New program helps students hone business skills abroad
A new month-long internship program gives St. Olaf College students the opportunity to gain hands-on experience in the business world abroad.
The Norway Innovation Scholars Program, offered through the Piper Center for Vocation and Career, gives students the chance to work with a start-up biotechnology company in Bergen, Norway.
Modeled after the Mayo Innovation Scholars Program, the Norway Innovation Scholars Program enables students to spend four weeks performing marketing analysis, evaluating intellectual property issues, and creating strategic development plans in an international business setting.
This year’s participants — Emma Ritter ‘15, Becca Hanson ‘14, Sarah Branigan ‘14, and Megan O’Connor ‘15 — come from a variety of academic backgrounds, including economics, nursing, and philosophy, but were brought together by a shared interest in the intersections of business and healthcare.

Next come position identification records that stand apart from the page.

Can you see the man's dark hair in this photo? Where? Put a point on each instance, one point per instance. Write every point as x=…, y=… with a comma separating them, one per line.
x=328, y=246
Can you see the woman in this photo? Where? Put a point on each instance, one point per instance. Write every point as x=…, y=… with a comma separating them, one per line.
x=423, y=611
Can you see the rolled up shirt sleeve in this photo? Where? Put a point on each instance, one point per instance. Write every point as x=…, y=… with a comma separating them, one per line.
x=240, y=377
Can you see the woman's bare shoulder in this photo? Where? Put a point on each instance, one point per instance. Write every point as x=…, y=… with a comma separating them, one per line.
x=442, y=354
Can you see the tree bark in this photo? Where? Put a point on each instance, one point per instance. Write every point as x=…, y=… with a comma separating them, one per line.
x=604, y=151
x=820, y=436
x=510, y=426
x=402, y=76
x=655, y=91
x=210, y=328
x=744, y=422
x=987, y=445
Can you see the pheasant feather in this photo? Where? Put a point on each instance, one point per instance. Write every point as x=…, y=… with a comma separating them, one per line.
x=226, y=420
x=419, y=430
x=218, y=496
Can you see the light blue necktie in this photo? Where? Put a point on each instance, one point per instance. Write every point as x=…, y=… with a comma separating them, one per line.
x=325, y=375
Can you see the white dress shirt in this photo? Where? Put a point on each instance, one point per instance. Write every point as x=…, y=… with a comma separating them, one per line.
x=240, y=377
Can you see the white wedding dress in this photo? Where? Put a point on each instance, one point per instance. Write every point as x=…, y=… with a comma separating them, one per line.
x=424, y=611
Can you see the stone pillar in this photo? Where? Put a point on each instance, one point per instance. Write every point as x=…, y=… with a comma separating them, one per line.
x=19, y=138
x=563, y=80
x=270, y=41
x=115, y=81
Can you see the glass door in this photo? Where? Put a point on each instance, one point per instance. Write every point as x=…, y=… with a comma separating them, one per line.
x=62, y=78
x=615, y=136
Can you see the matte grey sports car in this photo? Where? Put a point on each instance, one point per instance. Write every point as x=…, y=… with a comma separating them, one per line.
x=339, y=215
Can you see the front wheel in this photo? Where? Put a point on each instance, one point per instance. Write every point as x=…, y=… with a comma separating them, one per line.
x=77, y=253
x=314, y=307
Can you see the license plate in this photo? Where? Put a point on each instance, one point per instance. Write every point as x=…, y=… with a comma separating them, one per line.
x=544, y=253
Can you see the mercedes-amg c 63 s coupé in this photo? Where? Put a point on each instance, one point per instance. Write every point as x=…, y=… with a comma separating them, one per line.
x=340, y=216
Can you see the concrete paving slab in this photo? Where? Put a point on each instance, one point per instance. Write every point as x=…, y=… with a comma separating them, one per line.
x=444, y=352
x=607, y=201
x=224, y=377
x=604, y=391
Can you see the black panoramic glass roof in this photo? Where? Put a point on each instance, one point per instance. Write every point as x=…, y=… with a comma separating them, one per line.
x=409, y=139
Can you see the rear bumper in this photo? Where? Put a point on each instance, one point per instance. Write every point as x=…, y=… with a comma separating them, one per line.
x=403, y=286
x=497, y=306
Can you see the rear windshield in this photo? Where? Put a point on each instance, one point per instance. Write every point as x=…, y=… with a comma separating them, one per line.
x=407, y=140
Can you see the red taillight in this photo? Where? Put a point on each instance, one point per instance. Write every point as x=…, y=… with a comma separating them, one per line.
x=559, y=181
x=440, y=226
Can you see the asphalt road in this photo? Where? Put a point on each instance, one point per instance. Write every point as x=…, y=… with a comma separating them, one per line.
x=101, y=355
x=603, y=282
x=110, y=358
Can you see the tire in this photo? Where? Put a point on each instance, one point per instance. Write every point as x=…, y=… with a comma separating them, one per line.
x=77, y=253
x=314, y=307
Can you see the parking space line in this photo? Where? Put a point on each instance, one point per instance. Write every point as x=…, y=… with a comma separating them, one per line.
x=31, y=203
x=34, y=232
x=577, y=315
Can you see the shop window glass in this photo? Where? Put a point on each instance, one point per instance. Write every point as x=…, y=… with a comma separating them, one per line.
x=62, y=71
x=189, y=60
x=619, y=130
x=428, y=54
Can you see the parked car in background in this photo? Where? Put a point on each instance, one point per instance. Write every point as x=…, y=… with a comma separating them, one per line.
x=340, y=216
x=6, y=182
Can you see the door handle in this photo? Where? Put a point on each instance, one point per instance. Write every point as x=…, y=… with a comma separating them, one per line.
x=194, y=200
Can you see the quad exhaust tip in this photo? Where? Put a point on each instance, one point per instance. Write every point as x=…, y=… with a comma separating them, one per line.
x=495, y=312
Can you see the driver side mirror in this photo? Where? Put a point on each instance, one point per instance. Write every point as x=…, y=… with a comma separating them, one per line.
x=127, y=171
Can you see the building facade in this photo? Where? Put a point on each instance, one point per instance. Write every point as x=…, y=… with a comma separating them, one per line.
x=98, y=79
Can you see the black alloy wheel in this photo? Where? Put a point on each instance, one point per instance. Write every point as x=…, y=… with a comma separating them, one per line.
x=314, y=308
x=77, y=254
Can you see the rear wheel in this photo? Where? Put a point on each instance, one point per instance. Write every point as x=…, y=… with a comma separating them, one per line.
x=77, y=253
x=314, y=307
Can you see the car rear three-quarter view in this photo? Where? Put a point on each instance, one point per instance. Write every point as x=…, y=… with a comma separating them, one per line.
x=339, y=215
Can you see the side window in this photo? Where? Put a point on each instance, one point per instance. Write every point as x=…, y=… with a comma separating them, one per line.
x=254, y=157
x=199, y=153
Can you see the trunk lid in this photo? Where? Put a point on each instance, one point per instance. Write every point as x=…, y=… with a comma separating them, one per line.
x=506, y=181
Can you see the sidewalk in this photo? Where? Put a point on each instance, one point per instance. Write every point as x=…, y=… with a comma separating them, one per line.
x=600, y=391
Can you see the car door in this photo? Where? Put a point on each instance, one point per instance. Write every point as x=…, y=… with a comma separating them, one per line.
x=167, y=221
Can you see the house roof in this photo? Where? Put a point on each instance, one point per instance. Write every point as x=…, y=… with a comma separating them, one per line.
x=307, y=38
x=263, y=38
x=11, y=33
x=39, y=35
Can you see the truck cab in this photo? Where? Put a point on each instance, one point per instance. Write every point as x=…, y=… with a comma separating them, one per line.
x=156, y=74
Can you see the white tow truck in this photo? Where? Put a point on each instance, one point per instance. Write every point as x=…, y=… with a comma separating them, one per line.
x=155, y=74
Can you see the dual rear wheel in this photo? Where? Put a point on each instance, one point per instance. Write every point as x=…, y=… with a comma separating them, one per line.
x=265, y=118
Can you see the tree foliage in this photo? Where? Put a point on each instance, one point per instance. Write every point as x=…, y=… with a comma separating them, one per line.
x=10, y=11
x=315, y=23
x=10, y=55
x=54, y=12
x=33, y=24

“The mix of majors really benefited our project,” says Branigan, a nursing major with an interest in the business side of medicine and pharmacology. “I learned so much from working with them daily and watching our different perspectives come together to create unique ideas and solutions.”
Taking part in the Norway Innovation Scholars Program is to take part in both a learning and living community: from sunrise to sundown — which, during a Norwegian winter, goes by quickly — the students collaborated at a private college in Bergen, analyzing the biotech company’s internal business affairs and serving as advisors for the firm’s future endeavors.
“It was really an extraordinary opportunity for me to practice what I would love to do post-graduation: work as a consultant in a global business setting,” says Ritter, whose previous experience interning as a business consultant over the summer sparked her interest in applying to the Norway Innovation Scholars Program.
Throughout the program, students were in regular contact with their on-campus advisors, Associate Professor of Biology Kevin Crisp and Associate Director of Entrepreneurship Roberto Zayas, over Skype to discuss the day’s work. They also met weekly with their Norwegian advisor, Professor Magne Supphellen of both the Norwegian School of Economics and the Hauge School of Management. As one of the leading brand management and marketing experts in Norway, Supphellen guides the students through the marketing and management aspects of their project.
They drew upon the expertise of St. Olaf alumni as well, particularly those with a medical background.
“Part of our project involved contacting physicians and asking their opinions regarding certain medical treatments,” says O’Connor, a biology major on the pre-med track. “The overwhelming support and encouragement from Ole physicians is so wonderful— it’s a reminder of how Oles really are everywhere, even in Norway.”
Being abroad comes with its unique set of benefits and challenges. The cultural differences provide the students with first-hand experience of potentially enriching, new mindsets.
“The Scandinavian countries offer an interesting case study on the role of economics and social welfare on the well-being of its citizens, especially since Norway is consistently ranked among the happiest nations in the world,” says Hanson, who participated in the Mayo Innovation Scholars Program last year.
All four students agree they have gained invaluable experience from a once-in-a-lifetime opportunity.
“After being immersed in another culture, I feel this program has opened my eyes to a different side of the health care system,” says Branigan. “It’s truly been a wonderful experience.”